The growth of the ZCM inventory tables can also cause unecessary growth.  The NC_CompChanges table in particular may have grown very large due to ZCM incorrectly recording changes to a devices inventory when no change occurs.  TID 7004915 - ZENworks Database grows rapidly due to NC_CompChanges table contains some SQL scripts that can reduce the size if faulty change records exist.  The NC_CompChanges table and index should be rebuilt if it had experienced excessive growth.
Also prior to ZCM 11.2 there was not any way to remove historical inventory data.  This could be of particular concern to ZAM customers who monitor process usage, since process usage can consume a significant amount of database resources.  Section 2.4.3 of the “Assset Inventory Reference Guide” details how to perform this in ZCM 11.2  Again, Rebuilding the related tables and indexes is recommended after a major pruning of historical inventory data.
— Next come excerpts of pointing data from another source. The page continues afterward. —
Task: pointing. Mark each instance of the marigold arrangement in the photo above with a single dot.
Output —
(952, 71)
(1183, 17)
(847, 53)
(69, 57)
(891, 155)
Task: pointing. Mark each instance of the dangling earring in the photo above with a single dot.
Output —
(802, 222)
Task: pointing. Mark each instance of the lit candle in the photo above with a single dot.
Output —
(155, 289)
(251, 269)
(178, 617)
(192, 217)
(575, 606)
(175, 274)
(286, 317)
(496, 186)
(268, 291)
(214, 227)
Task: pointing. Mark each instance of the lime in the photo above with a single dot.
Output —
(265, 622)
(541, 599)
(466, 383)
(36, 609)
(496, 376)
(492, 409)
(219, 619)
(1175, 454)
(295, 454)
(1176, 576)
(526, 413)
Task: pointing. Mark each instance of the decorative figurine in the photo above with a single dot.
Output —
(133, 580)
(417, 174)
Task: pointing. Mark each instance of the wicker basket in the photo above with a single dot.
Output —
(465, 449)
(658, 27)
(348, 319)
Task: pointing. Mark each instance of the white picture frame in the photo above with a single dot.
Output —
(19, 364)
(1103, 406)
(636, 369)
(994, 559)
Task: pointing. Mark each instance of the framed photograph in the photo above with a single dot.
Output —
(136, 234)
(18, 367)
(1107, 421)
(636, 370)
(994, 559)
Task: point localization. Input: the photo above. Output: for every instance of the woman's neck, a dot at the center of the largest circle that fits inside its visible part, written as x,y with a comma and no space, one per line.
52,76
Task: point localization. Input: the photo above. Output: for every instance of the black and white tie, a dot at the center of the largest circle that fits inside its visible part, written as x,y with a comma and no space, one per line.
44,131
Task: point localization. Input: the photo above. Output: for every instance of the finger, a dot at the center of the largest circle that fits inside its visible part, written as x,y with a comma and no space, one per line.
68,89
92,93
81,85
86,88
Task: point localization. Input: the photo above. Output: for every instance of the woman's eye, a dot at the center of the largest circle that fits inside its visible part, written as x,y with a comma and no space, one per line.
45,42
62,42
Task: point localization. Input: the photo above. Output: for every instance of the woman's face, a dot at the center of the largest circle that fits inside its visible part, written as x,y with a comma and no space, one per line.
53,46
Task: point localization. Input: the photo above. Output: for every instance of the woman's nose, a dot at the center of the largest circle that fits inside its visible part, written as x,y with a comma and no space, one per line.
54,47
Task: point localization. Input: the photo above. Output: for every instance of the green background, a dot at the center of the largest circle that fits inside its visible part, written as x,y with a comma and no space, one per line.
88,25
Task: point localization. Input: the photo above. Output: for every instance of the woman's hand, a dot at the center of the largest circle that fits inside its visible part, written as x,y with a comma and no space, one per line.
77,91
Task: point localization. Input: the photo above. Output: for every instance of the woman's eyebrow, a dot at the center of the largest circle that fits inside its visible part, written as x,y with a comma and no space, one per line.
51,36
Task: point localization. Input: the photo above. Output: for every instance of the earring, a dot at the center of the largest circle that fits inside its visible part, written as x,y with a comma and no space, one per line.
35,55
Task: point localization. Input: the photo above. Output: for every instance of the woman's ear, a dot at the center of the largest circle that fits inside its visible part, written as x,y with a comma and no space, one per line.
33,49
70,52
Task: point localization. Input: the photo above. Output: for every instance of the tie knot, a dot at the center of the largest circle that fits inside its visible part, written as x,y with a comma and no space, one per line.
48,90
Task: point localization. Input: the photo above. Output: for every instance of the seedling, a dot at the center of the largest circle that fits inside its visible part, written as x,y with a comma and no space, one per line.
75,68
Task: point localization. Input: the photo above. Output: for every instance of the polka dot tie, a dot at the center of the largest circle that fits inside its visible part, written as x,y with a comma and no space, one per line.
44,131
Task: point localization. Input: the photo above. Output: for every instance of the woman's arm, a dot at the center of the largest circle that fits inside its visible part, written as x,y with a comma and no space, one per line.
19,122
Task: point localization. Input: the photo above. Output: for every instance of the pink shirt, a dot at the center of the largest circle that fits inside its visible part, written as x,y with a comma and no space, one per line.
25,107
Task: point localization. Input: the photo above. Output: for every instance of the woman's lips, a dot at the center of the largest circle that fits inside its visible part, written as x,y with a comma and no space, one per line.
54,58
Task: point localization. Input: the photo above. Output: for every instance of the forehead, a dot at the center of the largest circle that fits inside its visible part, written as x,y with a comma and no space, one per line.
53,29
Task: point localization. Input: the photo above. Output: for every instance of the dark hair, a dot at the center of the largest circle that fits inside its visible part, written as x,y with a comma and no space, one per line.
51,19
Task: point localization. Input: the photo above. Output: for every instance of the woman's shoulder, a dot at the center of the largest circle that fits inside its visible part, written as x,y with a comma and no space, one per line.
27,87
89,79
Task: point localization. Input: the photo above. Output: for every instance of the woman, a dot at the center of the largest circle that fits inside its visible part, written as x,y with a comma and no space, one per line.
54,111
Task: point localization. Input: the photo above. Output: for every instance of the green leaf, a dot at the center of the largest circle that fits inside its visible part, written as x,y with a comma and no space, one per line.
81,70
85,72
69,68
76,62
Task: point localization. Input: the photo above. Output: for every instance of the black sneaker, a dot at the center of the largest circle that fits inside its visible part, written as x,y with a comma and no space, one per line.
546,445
#6 - Bundles containing an excessive number of individual pieces of content
Bundles with an excessive number of individual pieces of content may cause both database overhead and slow bundle delivery.  Depending on how it is configured, a bundle that delivers a large number of files may store each of them individually with separate entries in the ZCM database or it may store all the files as a single package with a single entry in the database.  When stored as a single package, there is reduced database overhead and the time to deliver the files to a manage device tends to be much lower.  MSI bundle install actions starting with ZCM 11.1, will store all of the related files as a single piece of content.  ZCM 11.1 also allows for the “Install Directory” action to optionally upload the directory as a single piece of content.  Rebuilding old bundles that contain a very large number of individual pieces of content so that they only contain a few pieces of content may help lower database overhead for a host of functions ranging from bundle installs to content synchronization.  The following SQL query will generate a list in descending order containing the number of pieces of content for each bundle by GUID.
SELECT containingobjectuid, count(*) FROM zlinkedobject WHERE containingobjectuid IN (SELECT zuid FROM zbundle) group by containingobjectuid order by count(*) desc
Use “zman ogn” for the GUIDs returned in the query above to get the name of the bundles with excessive content to see if it can be recreated so that it has less overhead.